After the war Kahan returned to Paris, where he studied and made his first prints while working as an illustrator at Le Figaro.

In 1947 he travelled across the USA before arriving in Perth, where his parents and sister had earlier settled, and where he learned to paint the Australian cityscape. Three years later, Kahan moved to Melbourne. Over the next few years Kahan extended his artistic repertoire from painting and printmaking to include designing stained glass. He also revisited the theatrical encounters of his Viennese youth in designing costumes and stages for the National Theatre Company, the Australian Opera, and later, the National Welsh Opera Company. In 1954, aged 49, Kahan married Lily Isaac, and with the advent of fatherhood, became fascinated with sketching children at play, and tranquil scenes of mother and child.

In 1962 Kahan's dedication to portraiture was rewarded with the Archibald Prize, for his painting of Patrick White. This was one of many portraits Kahan was to make of Australian and international cultural figures, including Geoffrey Blainey, Judy Cassab, Manning Clark, Arthur Boyd, Dame Joan Sutherland, Luciano Pavarotti and Yehudi Menuhin. Having never received formal art training, Kahan has attributed his talent for portraiture and life drawing to knowledge of the human form acquired through early association with the tailor's mannequin.

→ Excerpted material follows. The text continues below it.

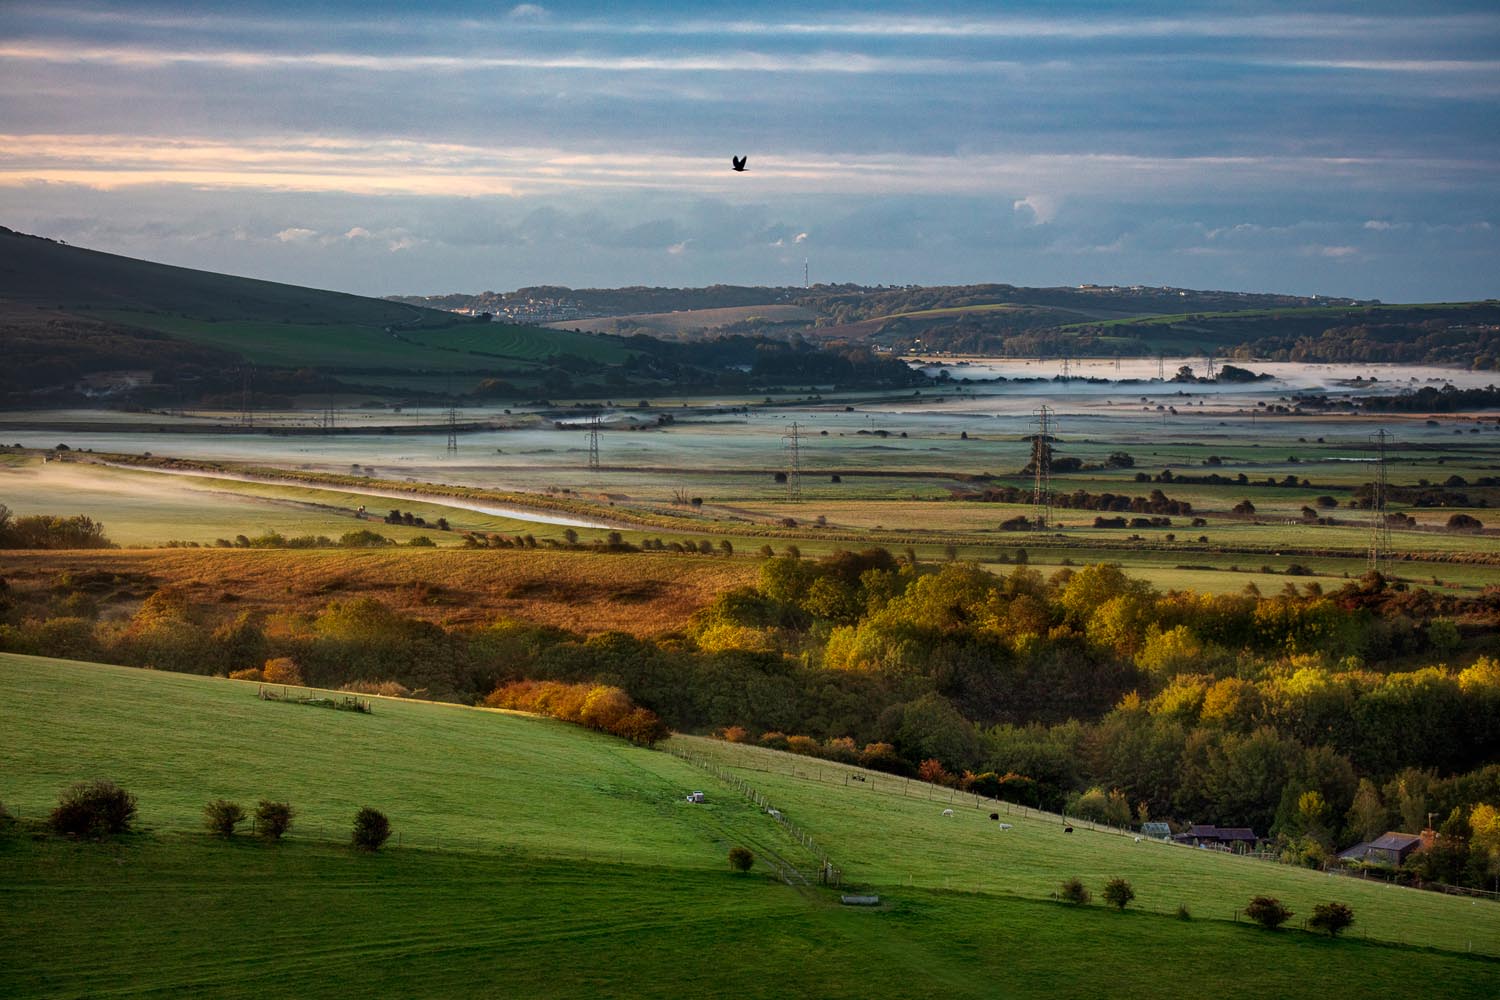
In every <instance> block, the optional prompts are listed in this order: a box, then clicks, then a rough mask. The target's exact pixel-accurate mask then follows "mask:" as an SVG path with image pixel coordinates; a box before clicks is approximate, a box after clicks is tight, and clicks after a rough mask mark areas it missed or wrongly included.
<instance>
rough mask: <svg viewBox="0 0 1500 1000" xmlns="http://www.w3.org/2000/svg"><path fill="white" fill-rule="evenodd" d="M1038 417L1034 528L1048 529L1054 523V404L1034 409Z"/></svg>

Throughout his career, Kahan has defied demarcations between art, design and tailoring. His early profession has continued to impact on his art, to the point at which his unbroken line drawings emerge as randomly arranged threads, and tools of the trade become subjects. In ever-changing and developing combinations of style and material, Kahan has counterbalanced images of Australian and European cultural, urban, military and domestic life.

Kahan's works can be found in all major Australian galleries, as well as several overseas, including the Biblioteche Nationale in Paris, the Victoria and Albert Museum, London, and the US Army Center for Military History in Washington, DC. In 1993 Louis Kahan was made an officer of the Order of Australia. Louis Kahan died at his home in Kew in 2002 at the age of 97.

Louis shared his passion for life and art with those around him; his contribution as an artist and as a person was given unstintingly from the storehouse of his great experience and understanding.

He was devoted to his family; his work inspired by his wife Lily, his daughters Rachelle and Dena, and his grandchildren Tal and Ronit. We are fortunate indeed to have both our memories of a man who lived a full and generous life, and his works of art, created with such skill and dedication.